The exact article count for each filtering stage towards the 126,012 abstracts dataset is shown in Table 3. Numbers indicate abstracts remaining after each filter is applied. Interdisciplinarity filtering alone shrinks the corpus by one order of magnitude. The three-stage filtering process reduces the initial 101M abstracts to a final subset of 63,006 abstracts focused on biology, isolating a manageable pool for topic modeling. This is complemented by an equal proportion of 63,006 engineering-only abstracts to arrive to the 126,012 abstract dataset used for topic modeling. As alluded to, the resulting graph included 544 topic nodes and 46,362 edges.

Table 3 Progressive filtering of the corpus showing retained abstract count at each classification step.

Full size table

Our BERTopic model achieved a mean \(C_V\) coherence of 0.53 across 544 topics. This value aligns with Mimno et al.’s findings that large, heterogeneous corpora yield moderate coherence scores²⁶. Moreover, Stevens et al. show that as the number of topics grows—here capped at 1000—coherence typically plateaus or declines²⁷. A mean of 0.53 thus reflects a reasonable trade-off between thematic clarity and the preservation of low-frequency, potentially innovative clusters.

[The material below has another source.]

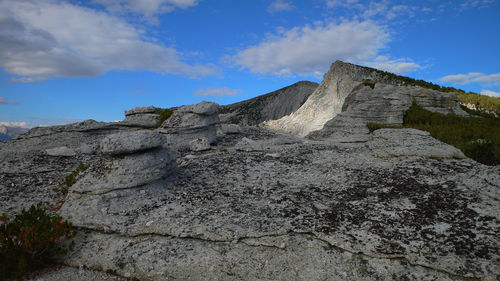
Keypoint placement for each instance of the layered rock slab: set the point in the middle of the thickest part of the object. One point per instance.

Our goal is to generate innovative solutions, and two primary criteria determine the relevance of our pipeline’s outputs: (a) whether they solve the engineering problem at hand in a novel manner, and (b) whether they are feasible in practice. Indeed, when approached with creative insight, even seemingly remote concepts can represent meaningful associations. As these ideas extend beyond the realm of well-established, documented cases, determining their precise relevance becomes increasingly challenging. Nonetheless, it is precisely within these less conventional associations that the highest potential for innovation often resides.

Case examples

Adhesive mechanism for robotic climbing

To assess our framework’s applicability and get an early sense of the relevance of interdisciplinary pairings, we examined well-known cases of biomimicry to determine whether our approach can effectively identify natural analogs that inform engineering design. As a case study, we considered the research question: ’How can we design a high-strength adhesive mechanism for a robotic climbing system?’. From this question, we extracted the following keywords: Robotic Climbing System, High-Strength Adhesive, and Robotic Manipulator Kinematics. Querying our interdisciplinary graph with these keywords yielded several engineering concepts, notably Bipedal Robot Locomotion and Robotic Manipulator Kinematics. Further navigation toward high-weight biological nodes highlighted Biomechanics as a central biological concept. Biomechanics examines the physical forces and mechanical properties underlying biological functions and provides insight into how microscopic structures on arthropod feet generate sufficient adhesive forces—whether through van der Waals interactions, capillary forces, or mechanical interlocking—and manage these forces during attachment and detachment. Biomechanics is particularly relevant in the context of arthropod adhesion, which is a well-known bioinspired solution to the research question³³.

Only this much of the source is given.